Occasionally, she'll repeat things she maybe shouldn't. A family friend told Macey that Civil War soldiers often died of a less polite word than dysentery, which she repeated on a very funny segment recorded for "Ellen."
"I really didn't want that one to make the tape," Macey said.
But people who have known her say she's able to make connections in ways other kids her age haven't quite mastered.
"When people teach Macey something, she remembers it and remembers every detail of it, but she also wants to know what goes with that," said local history teacher Mary Kay Myers. "She's inquisitive and bright, but she also pieces together the bigger picture, and, to me, a lot of kids don't do that."
It was Myers who put Macey in front of her first audience. A video Nichole posted of Macey going through the presidential flash cards caught Myers' eye, so she asked if Macey, then 4 years old, might want to talk to her eighth-grade class.

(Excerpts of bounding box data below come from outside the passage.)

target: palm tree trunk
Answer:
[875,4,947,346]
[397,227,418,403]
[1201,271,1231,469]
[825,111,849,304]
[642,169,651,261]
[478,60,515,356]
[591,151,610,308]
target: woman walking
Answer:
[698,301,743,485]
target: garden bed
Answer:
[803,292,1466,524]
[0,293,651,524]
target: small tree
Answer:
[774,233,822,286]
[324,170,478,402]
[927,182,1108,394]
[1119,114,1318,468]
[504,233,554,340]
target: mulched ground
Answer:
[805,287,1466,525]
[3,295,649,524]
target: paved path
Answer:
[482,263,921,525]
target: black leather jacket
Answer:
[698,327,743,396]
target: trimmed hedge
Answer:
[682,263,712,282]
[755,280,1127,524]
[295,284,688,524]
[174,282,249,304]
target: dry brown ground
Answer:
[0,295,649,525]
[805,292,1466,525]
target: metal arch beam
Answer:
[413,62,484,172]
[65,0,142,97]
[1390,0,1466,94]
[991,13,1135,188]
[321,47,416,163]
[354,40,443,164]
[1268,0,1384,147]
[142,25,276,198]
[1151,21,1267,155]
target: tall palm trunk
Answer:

After a visit to the school, Macey and her mom agreed to do it. Macey arrived to talk to a classroom of 14-year-olds in a George Washington costume she had worn for Halloween.
"She's standing at the table, and I was flipping the cards like I had seen her mother do," Myers said. "As she started talking, the kids just inched closer and closer to her. Then she goes on to tell me she knows the wives. Every once in awhile she's adding in a detail. And then by the end of the presentation she's taking questions, she's telling them all kinds of facts. It was almost like she was meant to be around a room full of people."
Maybe that's her future. Macey said she'd like to be president someday. What might she do if elected?
"I want to get teachers paid more," she said. "But I have 30 years to go to think about that, so right now, I don't know."
For now, though, Macey is just as content to hang out on the farm. There she can play with her dogs (Charlie and Jackie after Jackie Kennedy, of course). She can visit her cat's new babies, jump on her trampoline or swim down at the "crick."
She's happy to look through her collection of presidential campaign buttons with visitors. Or play with the Barbie White House and Air Force One she received from DeGeneres.
She might show off the painting she made with George W. Bush, but she's just as proud of the portrait of Dwight D. Eisenhower she made with her momma.
"My dad made these stairs," she says as she takes visitors on a tour of her farm. "You want to see the wheelchair my dad made for the lame calf? Oh! You want to see Wing Ding the blind steer? He's kind of smelly."
And the thing is, you might just follow that kid anywhere she wants to lead.